Der Kontext der Perikope Joh 10, 27-30 charakterisiert das Wirken des guten Hirten in deutlichem Kontrast zum Verhalten von Personengruppen, die das Leben der Herde gefährden: Da sind zum einen die Diebe und Räuber (V. 8-10), die sich zu ihrer persönlichen Bereicherung über ethische Grundnormen hinwegsetzen. Stehlen, Schlachten und Vernichten ist die Konsequenz dieser Haltung, die, losgelöst vom verantwortlichen Blick auf das Ganze, nur den persönlichen Profit gelten lässt. Dem Tagelöhner (V. 12 f.) ist mit den Dieben und Räubern gemeinsam, dass er sein eigenes Wohlergehen höher bewertet als den Schutz der Herde. Der gute Hirte dagegen setzt sich mit Hingabe dafür ein, dass seine Schafe das Leben in Fülle haben (und nicht einseitig auf ihren Nutzwert als Fleisch- und Fellspender reduziert werden). Er begleitet seine Herde fürsorglich, solidarisch, bewahrend. Dass die Schafe auf seine Stimme hören und die Erfahrung eines behüteten Lebens machen können, ist die Folge dieser liebenden Zuwendung. In der Nachfolge Jesu wird dauerhaftes, erfülltes Leben eröffnet, wo Menschen den Eigenwert ihrer Mitmenschen und Mitgeschöpfe achten und fördern, statt sie als Objekte zur Durchsetzung ihrer Partikularinteressen zu begreifen. Wahre Jüngerschaft verwirklicht sich für den Evangelisten Johannes im Tun der Liebe, denn, so bekräftigt es O. Betz’ Deutung der Bildrede Joh 10, „in ihrer schrankenlosen Liebe zu den Menschen (zu ergänzen wäre: und ihren Mitgeschöpfen, F.S.) sind Vater und Sohn eins.“ (in: Gottesdienstpraxis I/4 S. 75)

 

 

 

 

 

Quellen

 

Carl Amery: Das Ende der Vorsehung.

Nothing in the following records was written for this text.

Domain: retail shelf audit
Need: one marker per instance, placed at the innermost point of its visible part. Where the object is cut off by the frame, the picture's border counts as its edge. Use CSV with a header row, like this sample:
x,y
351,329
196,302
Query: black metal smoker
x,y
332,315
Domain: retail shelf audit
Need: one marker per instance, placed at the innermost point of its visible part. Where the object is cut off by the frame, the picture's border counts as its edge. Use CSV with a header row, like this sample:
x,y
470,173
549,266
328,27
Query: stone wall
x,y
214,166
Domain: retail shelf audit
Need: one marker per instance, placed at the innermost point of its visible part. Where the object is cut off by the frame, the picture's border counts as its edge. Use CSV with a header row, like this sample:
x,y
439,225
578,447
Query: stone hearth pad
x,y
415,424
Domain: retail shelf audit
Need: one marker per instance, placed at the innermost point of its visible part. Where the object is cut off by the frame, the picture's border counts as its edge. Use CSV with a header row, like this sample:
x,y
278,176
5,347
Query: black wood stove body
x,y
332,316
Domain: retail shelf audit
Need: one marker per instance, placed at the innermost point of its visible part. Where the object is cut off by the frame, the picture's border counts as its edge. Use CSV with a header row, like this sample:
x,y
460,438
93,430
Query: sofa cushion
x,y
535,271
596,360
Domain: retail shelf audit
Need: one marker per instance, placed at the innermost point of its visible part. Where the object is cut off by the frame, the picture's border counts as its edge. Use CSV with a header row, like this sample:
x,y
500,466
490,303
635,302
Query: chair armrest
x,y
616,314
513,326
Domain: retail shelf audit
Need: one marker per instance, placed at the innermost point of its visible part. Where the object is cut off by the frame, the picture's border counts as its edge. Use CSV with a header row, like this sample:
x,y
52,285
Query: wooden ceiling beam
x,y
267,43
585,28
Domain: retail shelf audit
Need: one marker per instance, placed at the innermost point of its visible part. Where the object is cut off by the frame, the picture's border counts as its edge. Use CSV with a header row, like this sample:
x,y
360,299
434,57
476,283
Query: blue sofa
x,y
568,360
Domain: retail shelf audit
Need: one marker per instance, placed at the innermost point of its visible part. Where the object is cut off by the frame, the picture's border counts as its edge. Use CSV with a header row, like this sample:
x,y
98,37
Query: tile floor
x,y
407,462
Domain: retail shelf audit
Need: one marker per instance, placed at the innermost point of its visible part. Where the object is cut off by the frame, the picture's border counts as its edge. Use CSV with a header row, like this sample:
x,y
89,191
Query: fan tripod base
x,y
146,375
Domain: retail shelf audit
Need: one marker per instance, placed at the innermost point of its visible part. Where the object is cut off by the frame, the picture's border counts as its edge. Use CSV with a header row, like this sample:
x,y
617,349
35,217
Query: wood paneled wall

Die gnadenlosen Folgen des Christentums, Reinbek 1974

 

Karl Barth: Kirchliche Dogmatik III/4 § 55, Zürich 1951

 

Jürgen Ebach: Ursprung und Ziel, Neukirchen 1986

 

Klaus-Peter Jörns: Notwendige Abschiede. Auf dem Weg zu einem glaubwürdigen Christentum, Gütersloh 2004

 

Hanns Lilje: Das letzte Buch der Bibel, Hamburg 1960 (6. Aufl.)

 

Willi Marxsen: Einleitung in das Neue Testament, Gütersloh 1964 (3. Aufl.)

 

Horst Nitschke (Hg.): Gottesdienstpraxis I. Perikopenreihe Band 4: Ergänzungsband Exegesen, Gütersloh 1984

 

Horst Nitschke (Hg.): Gottesdienstpraxis IV. Perikopenreihe Band 4: Ergänzungsband Exegesen, Gütersloh 1987

 

Horst Nitschke (Hg.): Gottesdienstpraxis V. Perikopenreihe Band 4: Ergänzungsband Exegesen, Gütersloh 1988

 

Gerhard von Rad: Das erste Buch Mose. Genesis, ATD 2/4, Göttingen 1972 (9. Aufl.)